If only we all had such talent!
In addition to her work in our filth elder John Waters’ films, Mueller’s also starred in Downtown films such as Underground U.S.A., The Smithereens and Variety. Aside from her stint as an underground film diva, Mueller was also an incredible writer with a healthy dose of both grit and wit as seen in her books like How To Get Rid of Pimples, her art review column in Details Magazine and my personal favorite, her health column “Ask Dr. Mueller” in the East Village Eye, in which she gave readers crackpot advice like “use a butt plug” to a (let’s be honest, most likely fictional) gay man concerned with his penchant for shitting his pants when he farts.

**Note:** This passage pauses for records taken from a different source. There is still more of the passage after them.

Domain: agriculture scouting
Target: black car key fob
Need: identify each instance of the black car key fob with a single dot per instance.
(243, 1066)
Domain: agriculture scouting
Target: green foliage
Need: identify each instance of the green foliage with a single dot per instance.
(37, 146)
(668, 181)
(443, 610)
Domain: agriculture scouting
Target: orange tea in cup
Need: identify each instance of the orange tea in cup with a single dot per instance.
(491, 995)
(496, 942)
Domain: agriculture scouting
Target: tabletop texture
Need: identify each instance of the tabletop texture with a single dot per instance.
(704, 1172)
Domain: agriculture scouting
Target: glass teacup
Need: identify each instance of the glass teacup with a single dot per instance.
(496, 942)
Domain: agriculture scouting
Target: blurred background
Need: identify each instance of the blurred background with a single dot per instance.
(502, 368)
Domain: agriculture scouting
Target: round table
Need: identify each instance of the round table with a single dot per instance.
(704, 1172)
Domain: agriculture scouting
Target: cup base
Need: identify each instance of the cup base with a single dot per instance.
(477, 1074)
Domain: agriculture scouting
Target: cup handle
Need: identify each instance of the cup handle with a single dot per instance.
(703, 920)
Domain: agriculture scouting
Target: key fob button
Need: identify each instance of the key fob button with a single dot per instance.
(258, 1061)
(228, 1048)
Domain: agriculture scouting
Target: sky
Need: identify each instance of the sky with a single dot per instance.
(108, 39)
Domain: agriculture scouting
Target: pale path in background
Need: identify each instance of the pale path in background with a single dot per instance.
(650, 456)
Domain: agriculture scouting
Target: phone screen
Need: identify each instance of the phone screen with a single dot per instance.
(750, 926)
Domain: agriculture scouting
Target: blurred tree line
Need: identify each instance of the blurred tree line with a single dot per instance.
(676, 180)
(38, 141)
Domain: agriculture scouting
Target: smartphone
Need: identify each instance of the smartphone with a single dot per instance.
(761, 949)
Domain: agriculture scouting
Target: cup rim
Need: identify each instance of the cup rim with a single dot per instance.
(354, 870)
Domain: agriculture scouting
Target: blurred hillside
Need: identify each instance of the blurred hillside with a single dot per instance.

However, as John Waters states in Edgewise, “It’s a tough story because it has such a sad ending. A really sad ending…” (277). Shortly after meeting her future husband Vittorio Scarpati on a trip to Italy, both Mueller and Scarpati fell ill, sharing a hospital room during some of their last days together. Edgewise presents several bittersweet photographs documenting their duo hospital room with Mueller obviously holding court, still full of life.

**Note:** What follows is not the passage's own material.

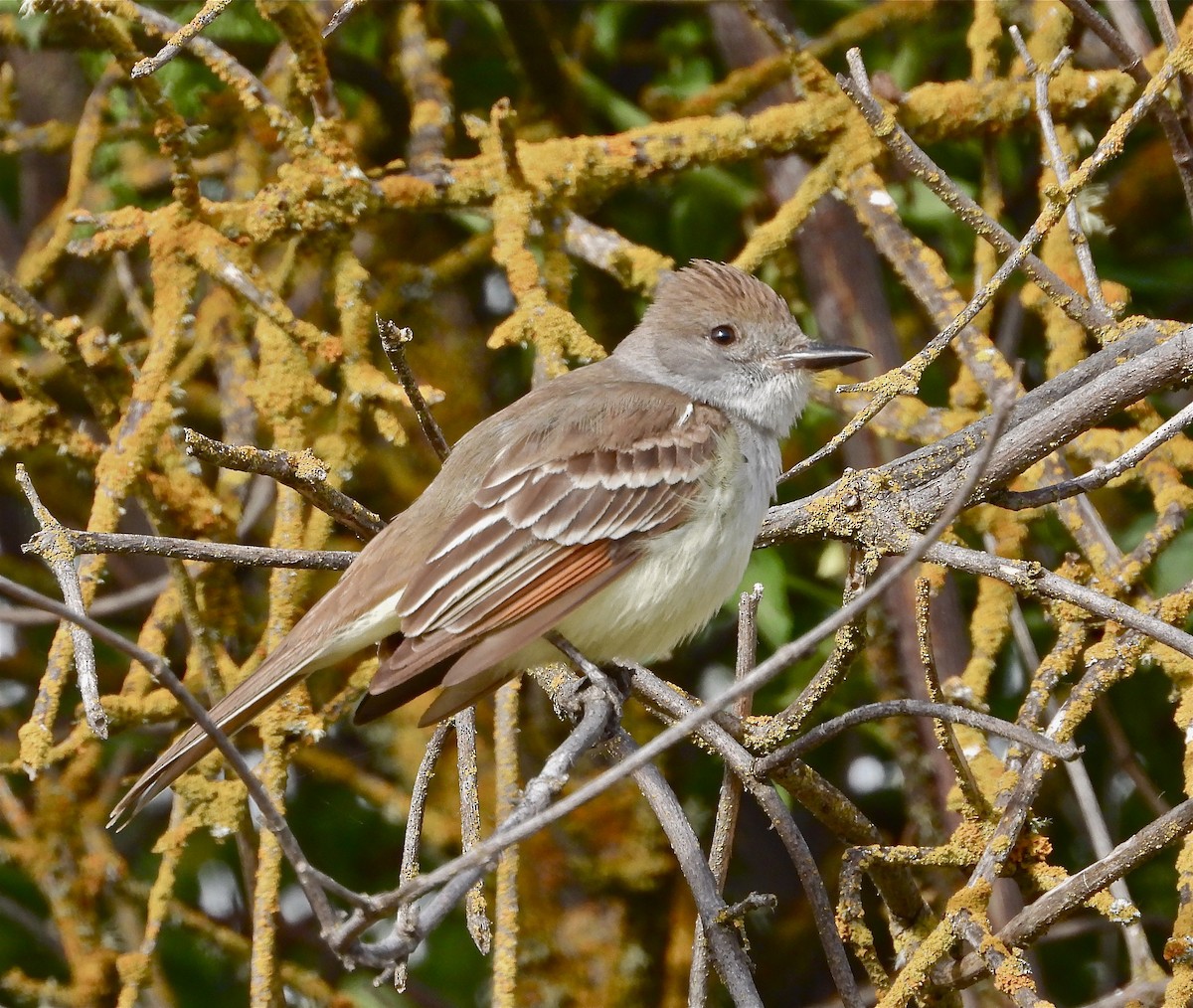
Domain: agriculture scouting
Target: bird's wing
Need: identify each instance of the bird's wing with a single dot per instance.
(552, 524)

As Bruce Fuller recalls, “I always said they were like Lucy and Ricky with AIDS. She was very vocal in the hospital. Those are some of my best memories of her, even though it was very sad. They were so young I had no idea they were even going to die, to tell you the truth” (277).
A moving example of the power of oral history, Edgewise: A Picture of Cookie Mueller not only creates a complex and detailed account of Mueller’s life, but it also weaves her personal story amongst the larger narrative of these cultural scenes from Waters’ Baltimore to the height of East Village creativity to its inevitable disappearance during the devastating losses due to HIV/AIDS. As Mueller herself wrote about those who passed away from complications from AIDS, “These were the kind of people who lifted the quality of all our lives, their war against ignorance, the bankruptcy of beauty, and the truancy of culture. They were the people who hated and scorned pettiness, intolerance, bigotry, mediocrity, ugliness and spiritual myopia; the blindness the makes life hollow and insipid was unacceptable” (16).
Undoubtedly, as seen in Edgewise, Mueller was one of those people and we can thank Griffin for making Mueller’s stories “breathe, talk, smoke and come alive” (14).